1) My previous comment has some, shall we say, slurring, due to having celebrated a 3 day weekend here in the US. Let me restate some things.
03h command is always a read command
10h is always a write command
As you can see in the Modbus document you provided, the slave map has a RW column indicating (declaring) whether the value is read or read/write.
Those you've selected are RW so you can write to them.
2) I'm glad that you can figure out the device slave node address (section 2.4), it isn't clear to me at all.
3) The issue with 'one offset' or 'subtracting one' goes to the issue of whether the addressing starts at one or zero.
register 1 is at address 0000
register 2 is at address 0001
register 3 is at address 0002
register 4 is at address 0003
In this document, there is an 'index' column. It starts at one. But programmers usually start memory addressing at zero. So is the number given for a location an address or a register? Interpretation varies by manufacturer and implementer.
You write an integer value (within its valid range) to 2049 and see if changes. If it doesn't, offset the register address by one and try again.

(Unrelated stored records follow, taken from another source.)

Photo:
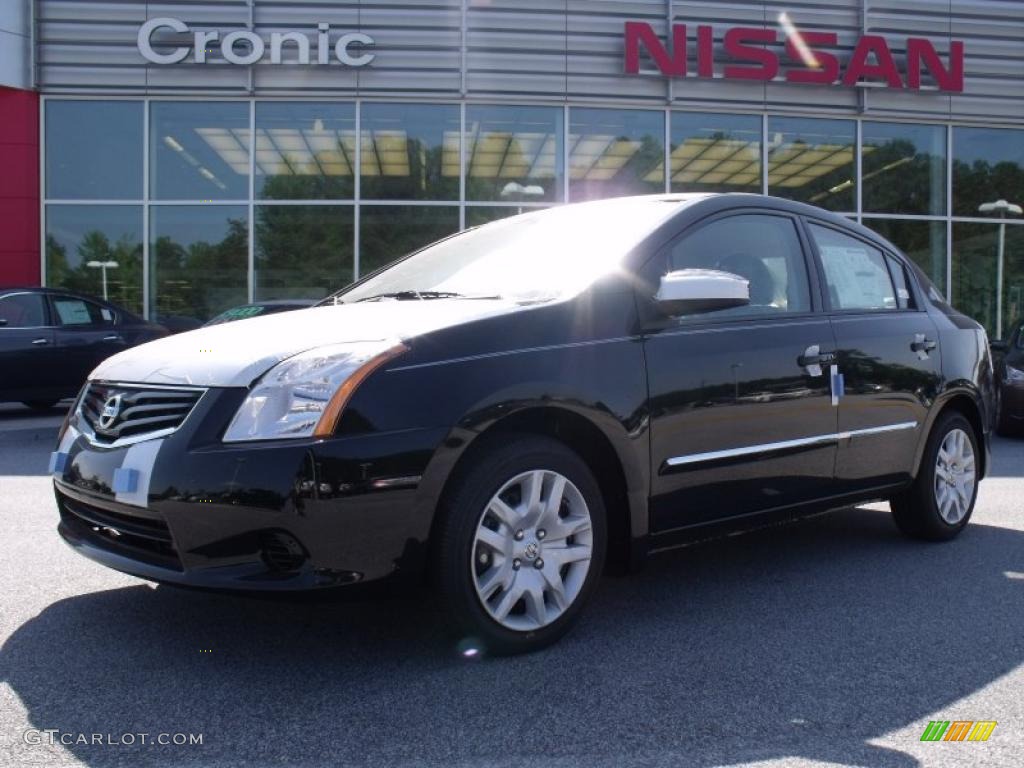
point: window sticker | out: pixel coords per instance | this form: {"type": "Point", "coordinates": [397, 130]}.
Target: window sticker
{"type": "Point", "coordinates": [73, 312]}
{"type": "Point", "coordinates": [856, 278]}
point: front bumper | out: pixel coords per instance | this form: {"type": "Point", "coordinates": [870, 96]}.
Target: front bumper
{"type": "Point", "coordinates": [288, 515]}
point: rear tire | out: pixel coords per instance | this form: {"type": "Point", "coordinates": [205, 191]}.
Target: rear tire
{"type": "Point", "coordinates": [40, 404]}
{"type": "Point", "coordinates": [940, 502]}
{"type": "Point", "coordinates": [520, 545]}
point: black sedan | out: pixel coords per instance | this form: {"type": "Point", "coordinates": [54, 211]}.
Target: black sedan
{"type": "Point", "coordinates": [510, 410]}
{"type": "Point", "coordinates": [51, 339]}
{"type": "Point", "coordinates": [1010, 377]}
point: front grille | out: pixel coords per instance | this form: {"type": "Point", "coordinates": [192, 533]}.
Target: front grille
{"type": "Point", "coordinates": [283, 552]}
{"type": "Point", "coordinates": [145, 539]}
{"type": "Point", "coordinates": [123, 413]}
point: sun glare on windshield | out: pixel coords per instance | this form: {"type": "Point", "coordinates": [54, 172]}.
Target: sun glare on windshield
{"type": "Point", "coordinates": [535, 257]}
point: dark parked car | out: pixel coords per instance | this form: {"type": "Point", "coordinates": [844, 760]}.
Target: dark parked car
{"type": "Point", "coordinates": [51, 339]}
{"type": "Point", "coordinates": [261, 308]}
{"type": "Point", "coordinates": [1009, 356]}
{"type": "Point", "coordinates": [511, 409]}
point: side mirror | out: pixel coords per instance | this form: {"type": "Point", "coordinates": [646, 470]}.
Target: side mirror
{"type": "Point", "coordinates": [693, 291]}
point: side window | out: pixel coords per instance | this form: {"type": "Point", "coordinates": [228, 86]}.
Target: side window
{"type": "Point", "coordinates": [762, 248]}
{"type": "Point", "coordinates": [23, 310]}
{"type": "Point", "coordinates": [904, 299]}
{"type": "Point", "coordinates": [72, 311]}
{"type": "Point", "coordinates": [856, 273]}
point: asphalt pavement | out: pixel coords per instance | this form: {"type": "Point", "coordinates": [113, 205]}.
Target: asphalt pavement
{"type": "Point", "coordinates": [827, 641]}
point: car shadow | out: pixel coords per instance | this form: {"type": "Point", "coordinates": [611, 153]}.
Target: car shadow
{"type": "Point", "coordinates": [28, 436]}
{"type": "Point", "coordinates": [808, 639]}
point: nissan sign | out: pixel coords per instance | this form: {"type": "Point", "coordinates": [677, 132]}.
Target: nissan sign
{"type": "Point", "coordinates": [871, 61]}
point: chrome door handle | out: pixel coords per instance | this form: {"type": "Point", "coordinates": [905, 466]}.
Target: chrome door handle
{"type": "Point", "coordinates": [922, 345]}
{"type": "Point", "coordinates": [813, 358]}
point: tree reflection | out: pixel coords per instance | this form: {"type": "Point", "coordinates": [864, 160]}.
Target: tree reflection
{"type": "Point", "coordinates": [200, 280]}
{"type": "Point", "coordinates": [124, 285]}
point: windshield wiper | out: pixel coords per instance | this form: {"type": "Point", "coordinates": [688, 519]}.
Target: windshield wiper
{"type": "Point", "coordinates": [421, 296]}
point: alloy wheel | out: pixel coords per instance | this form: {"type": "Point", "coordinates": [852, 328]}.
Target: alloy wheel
{"type": "Point", "coordinates": [531, 550]}
{"type": "Point", "coordinates": [954, 476]}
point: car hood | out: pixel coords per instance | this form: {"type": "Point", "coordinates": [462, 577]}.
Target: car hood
{"type": "Point", "coordinates": [235, 354]}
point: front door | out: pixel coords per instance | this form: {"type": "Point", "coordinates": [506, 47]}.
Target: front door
{"type": "Point", "coordinates": [741, 419]}
{"type": "Point", "coordinates": [887, 355]}
{"type": "Point", "coordinates": [86, 336]}
{"type": "Point", "coordinates": [29, 366]}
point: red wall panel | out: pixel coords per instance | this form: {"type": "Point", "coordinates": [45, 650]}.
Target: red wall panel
{"type": "Point", "coordinates": [18, 187]}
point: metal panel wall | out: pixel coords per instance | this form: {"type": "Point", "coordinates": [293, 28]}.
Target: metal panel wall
{"type": "Point", "coordinates": [535, 50]}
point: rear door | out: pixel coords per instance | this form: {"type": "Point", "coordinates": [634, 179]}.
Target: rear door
{"type": "Point", "coordinates": [740, 412]}
{"type": "Point", "coordinates": [87, 333]}
{"type": "Point", "coordinates": [29, 366]}
{"type": "Point", "coordinates": [888, 358]}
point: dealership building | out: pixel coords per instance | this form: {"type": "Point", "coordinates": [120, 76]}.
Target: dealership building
{"type": "Point", "coordinates": [187, 157]}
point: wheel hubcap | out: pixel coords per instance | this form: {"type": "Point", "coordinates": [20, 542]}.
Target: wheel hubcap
{"type": "Point", "coordinates": [531, 551]}
{"type": "Point", "coordinates": [954, 476]}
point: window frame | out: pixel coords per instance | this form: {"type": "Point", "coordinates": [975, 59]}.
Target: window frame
{"type": "Point", "coordinates": [47, 312]}
{"type": "Point", "coordinates": [887, 254]}
{"type": "Point", "coordinates": [51, 298]}
{"type": "Point", "coordinates": [647, 282]}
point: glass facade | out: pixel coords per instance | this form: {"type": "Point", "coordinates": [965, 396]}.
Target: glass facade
{"type": "Point", "coordinates": [208, 204]}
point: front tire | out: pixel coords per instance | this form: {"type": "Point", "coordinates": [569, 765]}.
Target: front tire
{"type": "Point", "coordinates": [520, 546]}
{"type": "Point", "coordinates": [940, 502]}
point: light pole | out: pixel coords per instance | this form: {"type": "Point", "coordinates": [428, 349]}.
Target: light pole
{"type": "Point", "coordinates": [513, 189]}
{"type": "Point", "coordinates": [102, 266]}
{"type": "Point", "coordinates": [1000, 207]}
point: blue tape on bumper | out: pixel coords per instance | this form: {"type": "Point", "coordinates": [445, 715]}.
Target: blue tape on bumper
{"type": "Point", "coordinates": [125, 480]}
{"type": "Point", "coordinates": [57, 462]}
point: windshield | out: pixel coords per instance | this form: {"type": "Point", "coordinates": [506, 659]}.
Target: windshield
{"type": "Point", "coordinates": [534, 257]}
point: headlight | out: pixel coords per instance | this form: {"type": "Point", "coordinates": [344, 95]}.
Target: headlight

4) The addresses are clearly decimal register (addresses), not hex. So register 16252 decimal needs a Modbus master that can handle a (4)16525 register address. Most modern ones do. The leading (4) is implied for holding registers, is not always stated, to distinguish the memory from input registers (3). It's a legacy thing.
5) >What I am thinking is for the heating/cooling setpoints if for instance unit address is 02 and trend cooling setpoint is assigned to input 10 in the modbus driver...
I'm not sure what you are saying.
These are controllers, so every unit has an input (PV) and a cooling setpoint (SP), which is the definition of a controller. So I'm not sure how a "cooling setpoint is assigned to input 10"? Aren't these single input devices?
Did you mean to say, write the value, 10°C, to the device at address 02, to be used as the cooling setpoint?
For that case, register 2049 (decimal) is the correct register.
10°C needs to be in a format that accounts for its 10^-1 exponent, where 100 (decimal) would be interpreted as 10.0.
The actual modbus packet for that is
device address (02), function code (10h), starting address (2049 = 0801h), quantity of registers in bytes (02h), value (100 = 0064h), CRC
6) >16525 digital status's I was thinking of setting up a D TO A in the Trend software and sending the analogue value to register 16525 and letting the ERT 400 convert it back unless you can suggest another way ?
The idea is that 16525 is a bit packed word.
LSB = 0
MSB = 15
bit 8 = cooling
bit 9 = heating
bit 15 = on/off
0000000100000000 = bit for cooling
You read the 16 bit word at register 16525 and compare it to known word values for whatever those bits represent, if you don't have logic masking tools to determine the bit itself.
I'm not at all clear on how converting to analog would do anything.